Nun führt der Weg wirklich durch unzählige Gartenarten. Den glitzernden Fluss entlang unter ausladenden Buchen am Ufer zwischen Rheinfall und Dachsen; durch die Trockenwiesen auf dem alten Keltenwall bei Altenburg vor dem Abstieg nach Rheinau; an den Steilufern über dem Rhein, in lichten, sandigen Eichenwäldern mit Orchideen und Graslilien vor Ellikon; in den wilden, sumpfigen Thurauen.

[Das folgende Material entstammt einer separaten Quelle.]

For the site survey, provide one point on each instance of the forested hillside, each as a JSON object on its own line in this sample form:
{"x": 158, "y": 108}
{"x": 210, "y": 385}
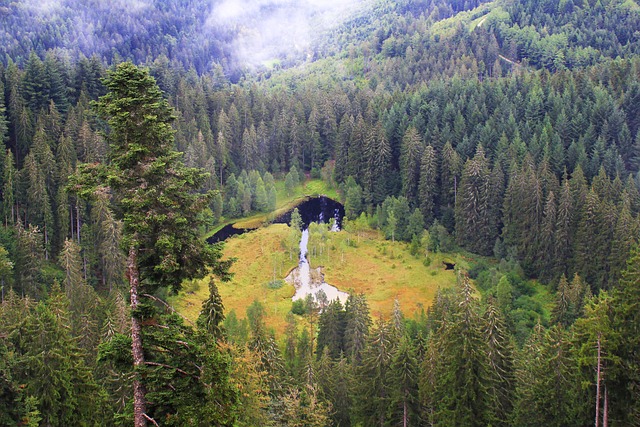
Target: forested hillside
{"x": 506, "y": 129}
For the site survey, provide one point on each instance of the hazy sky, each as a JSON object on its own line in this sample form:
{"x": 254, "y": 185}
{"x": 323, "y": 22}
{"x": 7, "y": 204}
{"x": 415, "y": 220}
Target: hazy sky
{"x": 267, "y": 28}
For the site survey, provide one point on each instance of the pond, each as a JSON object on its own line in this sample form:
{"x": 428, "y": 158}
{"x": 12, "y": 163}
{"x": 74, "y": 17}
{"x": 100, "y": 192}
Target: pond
{"x": 314, "y": 209}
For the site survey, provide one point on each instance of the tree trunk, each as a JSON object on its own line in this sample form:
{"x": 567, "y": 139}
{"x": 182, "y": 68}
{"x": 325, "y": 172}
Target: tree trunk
{"x": 605, "y": 416}
{"x": 139, "y": 402}
{"x": 405, "y": 417}
{"x": 598, "y": 386}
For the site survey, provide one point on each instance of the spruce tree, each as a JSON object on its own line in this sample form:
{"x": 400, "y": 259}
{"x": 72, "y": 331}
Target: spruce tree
{"x": 427, "y": 186}
{"x": 473, "y": 224}
{"x": 155, "y": 196}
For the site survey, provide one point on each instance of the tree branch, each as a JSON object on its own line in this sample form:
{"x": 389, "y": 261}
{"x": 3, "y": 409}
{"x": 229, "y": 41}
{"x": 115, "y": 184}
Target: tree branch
{"x": 151, "y": 419}
{"x": 171, "y": 309}
{"x": 162, "y": 365}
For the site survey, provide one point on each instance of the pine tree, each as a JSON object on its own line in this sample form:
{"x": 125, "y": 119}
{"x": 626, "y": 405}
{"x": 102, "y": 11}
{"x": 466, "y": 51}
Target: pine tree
{"x": 625, "y": 397}
{"x": 546, "y": 381}
{"x": 427, "y": 187}
{"x": 357, "y": 329}
{"x": 501, "y": 364}
{"x": 460, "y": 393}
{"x": 331, "y": 329}
{"x": 212, "y": 313}
{"x": 472, "y": 208}
{"x": 410, "y": 159}
{"x": 404, "y": 406}
{"x": 373, "y": 390}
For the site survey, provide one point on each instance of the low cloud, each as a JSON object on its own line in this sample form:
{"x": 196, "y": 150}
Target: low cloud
{"x": 267, "y": 29}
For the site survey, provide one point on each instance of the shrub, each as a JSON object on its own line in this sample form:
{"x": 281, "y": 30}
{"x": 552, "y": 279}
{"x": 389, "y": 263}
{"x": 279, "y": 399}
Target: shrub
{"x": 276, "y": 284}
{"x": 298, "y": 307}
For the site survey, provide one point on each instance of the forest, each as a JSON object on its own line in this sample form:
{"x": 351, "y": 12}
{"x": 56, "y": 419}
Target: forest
{"x": 505, "y": 131}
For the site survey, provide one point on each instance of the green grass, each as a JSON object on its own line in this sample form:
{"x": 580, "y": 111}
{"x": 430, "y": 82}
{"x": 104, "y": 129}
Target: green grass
{"x": 286, "y": 201}
{"x": 253, "y": 270}
{"x": 382, "y": 270}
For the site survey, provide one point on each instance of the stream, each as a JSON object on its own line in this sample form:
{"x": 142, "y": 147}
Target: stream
{"x": 305, "y": 279}
{"x": 302, "y": 277}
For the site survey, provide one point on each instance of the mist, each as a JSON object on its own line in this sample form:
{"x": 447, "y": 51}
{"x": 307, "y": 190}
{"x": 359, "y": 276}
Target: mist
{"x": 265, "y": 30}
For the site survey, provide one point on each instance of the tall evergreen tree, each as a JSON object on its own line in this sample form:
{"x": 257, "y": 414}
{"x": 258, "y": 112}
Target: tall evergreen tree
{"x": 155, "y": 194}
{"x": 427, "y": 186}
{"x": 473, "y": 225}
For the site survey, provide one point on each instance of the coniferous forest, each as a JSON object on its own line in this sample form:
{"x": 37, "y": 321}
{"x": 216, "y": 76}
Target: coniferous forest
{"x": 506, "y": 131}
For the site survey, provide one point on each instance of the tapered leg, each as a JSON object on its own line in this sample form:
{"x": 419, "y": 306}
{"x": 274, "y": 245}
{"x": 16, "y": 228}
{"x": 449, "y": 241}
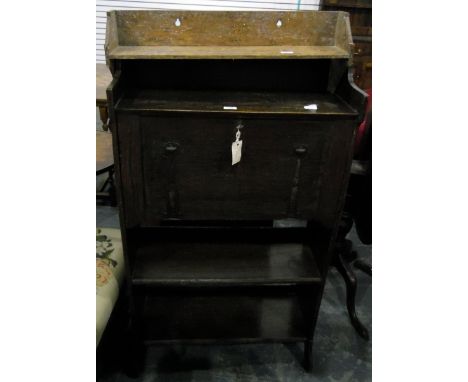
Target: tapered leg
{"x": 308, "y": 364}
{"x": 350, "y": 279}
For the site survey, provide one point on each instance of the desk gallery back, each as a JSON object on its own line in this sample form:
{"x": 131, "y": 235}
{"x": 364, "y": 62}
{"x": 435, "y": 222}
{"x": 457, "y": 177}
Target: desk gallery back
{"x": 232, "y": 136}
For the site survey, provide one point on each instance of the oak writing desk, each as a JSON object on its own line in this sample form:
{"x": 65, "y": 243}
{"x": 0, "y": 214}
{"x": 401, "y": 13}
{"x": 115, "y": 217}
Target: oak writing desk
{"x": 233, "y": 139}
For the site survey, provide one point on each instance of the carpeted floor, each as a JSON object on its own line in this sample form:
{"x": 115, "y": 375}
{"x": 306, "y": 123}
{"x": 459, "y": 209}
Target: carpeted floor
{"x": 340, "y": 355}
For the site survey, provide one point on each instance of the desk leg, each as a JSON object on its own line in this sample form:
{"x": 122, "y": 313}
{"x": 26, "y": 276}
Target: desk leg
{"x": 308, "y": 363}
{"x": 103, "y": 114}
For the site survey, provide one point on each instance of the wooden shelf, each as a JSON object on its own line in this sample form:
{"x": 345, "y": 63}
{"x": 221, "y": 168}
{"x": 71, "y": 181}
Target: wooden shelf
{"x": 214, "y": 264}
{"x": 245, "y": 102}
{"x": 236, "y": 319}
{"x": 222, "y": 52}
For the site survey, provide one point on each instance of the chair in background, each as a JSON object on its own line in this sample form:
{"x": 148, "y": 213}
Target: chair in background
{"x": 358, "y": 210}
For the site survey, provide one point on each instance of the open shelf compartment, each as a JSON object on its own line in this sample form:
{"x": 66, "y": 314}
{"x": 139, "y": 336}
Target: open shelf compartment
{"x": 236, "y": 319}
{"x": 234, "y": 35}
{"x": 214, "y": 264}
{"x": 237, "y": 102}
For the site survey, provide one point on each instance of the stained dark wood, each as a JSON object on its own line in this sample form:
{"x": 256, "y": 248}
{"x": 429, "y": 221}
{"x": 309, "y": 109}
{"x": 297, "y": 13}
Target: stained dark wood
{"x": 224, "y": 263}
{"x": 244, "y": 102}
{"x": 231, "y": 318}
{"x": 218, "y": 251}
{"x": 103, "y": 79}
{"x": 104, "y": 157}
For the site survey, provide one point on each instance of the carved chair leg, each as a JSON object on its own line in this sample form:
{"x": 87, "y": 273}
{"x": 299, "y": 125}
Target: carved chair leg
{"x": 363, "y": 266}
{"x": 308, "y": 364}
{"x": 350, "y": 279}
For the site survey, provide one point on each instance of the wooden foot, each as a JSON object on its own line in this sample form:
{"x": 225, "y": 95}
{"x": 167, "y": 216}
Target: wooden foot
{"x": 103, "y": 114}
{"x": 350, "y": 279}
{"x": 363, "y": 266}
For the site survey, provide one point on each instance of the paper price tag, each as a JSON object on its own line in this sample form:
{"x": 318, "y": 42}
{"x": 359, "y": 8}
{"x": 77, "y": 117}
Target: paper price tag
{"x": 236, "y": 149}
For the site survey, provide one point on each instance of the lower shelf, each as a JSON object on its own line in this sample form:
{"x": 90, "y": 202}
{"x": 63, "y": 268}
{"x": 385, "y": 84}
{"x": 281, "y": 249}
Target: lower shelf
{"x": 236, "y": 319}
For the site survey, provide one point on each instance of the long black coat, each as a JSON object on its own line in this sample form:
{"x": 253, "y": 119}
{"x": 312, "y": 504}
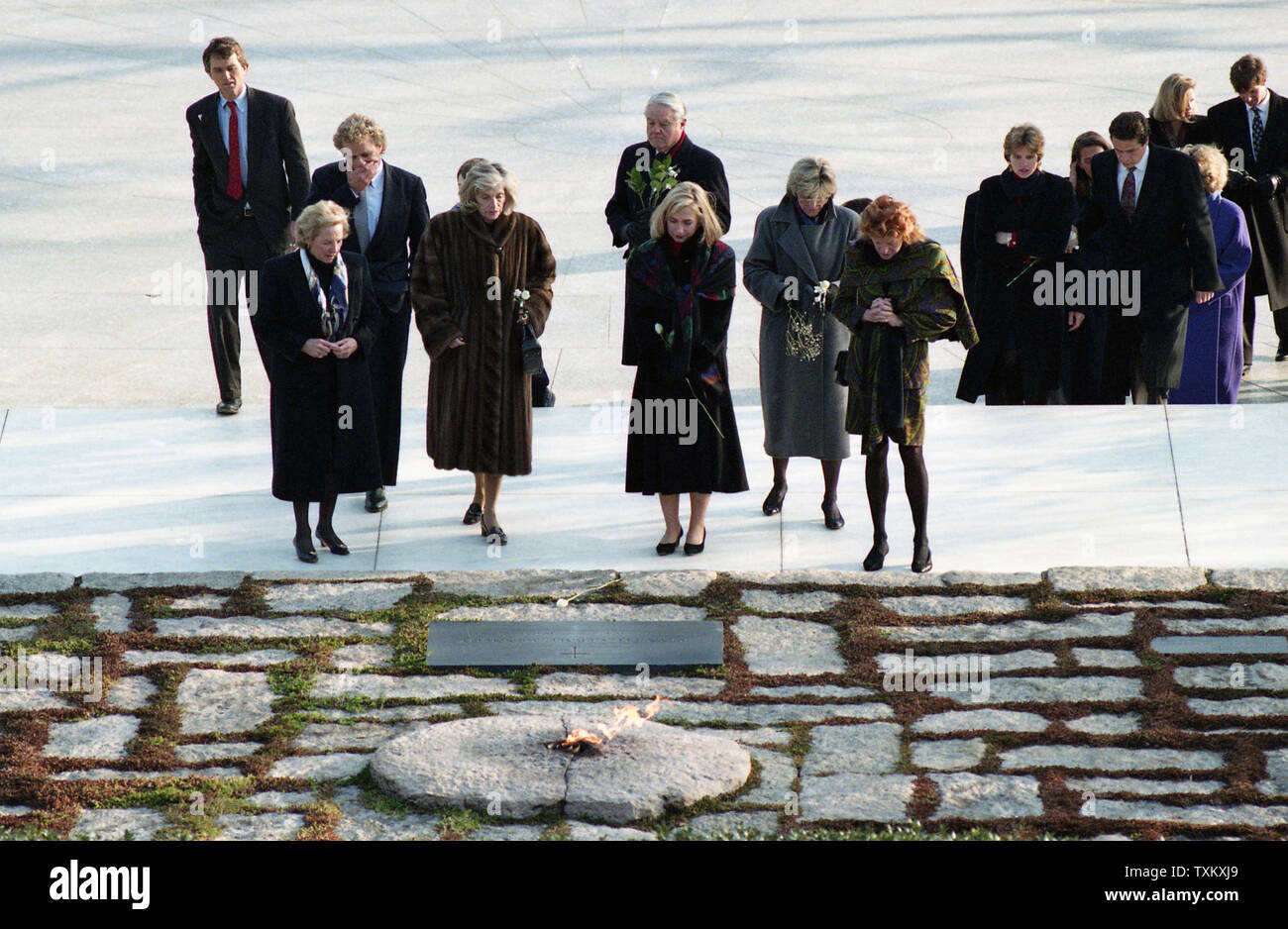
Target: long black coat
{"x": 403, "y": 216}
{"x": 321, "y": 411}
{"x": 1041, "y": 220}
{"x": 1267, "y": 218}
{"x": 1168, "y": 241}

In einem grossen Garten wähnt sich die Pilgergruppe auch beim Aufstieg in Richtung Irchel nach Flaach, wo der Weg durch die bunten Äcker führt, wo Mohnblumen, Kornblumen, Kamillen, Ackerwinden und Wegwarten blühen; in den Weinbergen bei Neftenbach und durch die Pünten, wie die Arbeiterschrebergärtchen in Winterthur heissen; oder in dem urigen Laubwald in der Tössschlucht vor dem Aufstieg zur Kyburg. Besonders im Frühling, im April oder im Mai, ist dieser Weg ein einziges Fragezeichen: «Was blüht denn da?» Der Gang der Besucherinnen und Besucher aus Murten führt durch eine «Frühlingslandschaft, die das Leben feiert», wie Reist sagt: «Man kann über jede Hecke staunen, jeder Busch zeigt ein anderes Grün.» Pilgern ist vor allem eine achtsame Gehmeditation durch die Natur.

Der neue Freund

Für einmal ist Corona weit weg. Alle zeigen sich dankbar, unbeschwert durchs Land streifen zu können. In der Kapelle der Kyburg sprechen die zehn Pilgerinnen und Pilger aus dem Seeland von einer grossartigen Entdeckung, die sie hier im Kanton Zürich machen durften.

Der Rhein hat es ihnen am meisten angetan. Die Breite des Flusses, seine Weite, die Kraft und Ruhe, die er ausströmt. Es klingt fast, als sprächen sie von einem neuen Freund, den sie gewonnen haben. Ein Zitat von Franz Hohler hallt nach: «Wanderer, du gohsch nie meh über de Stäg, Wanderer, es git kei Wäg, nume Bäch, wo nie blibed stoh.»

Zu Beginn des letzten Wegstücks schlägt Pfarrerin Kathrin Reist im Kräutergarten bei der Kyburg noch einmal den grossen Bogen zum Anfang: Was ist gewachsen in den letzten Tagen? Gibt es etwas zu ernten? Was ist heilsam hier und jetzt? Die Fragen nimmt jeder und jede für sich schweigend mit durch den landwirtschaftlich geprägten Garten in Richtung Pfäffikon.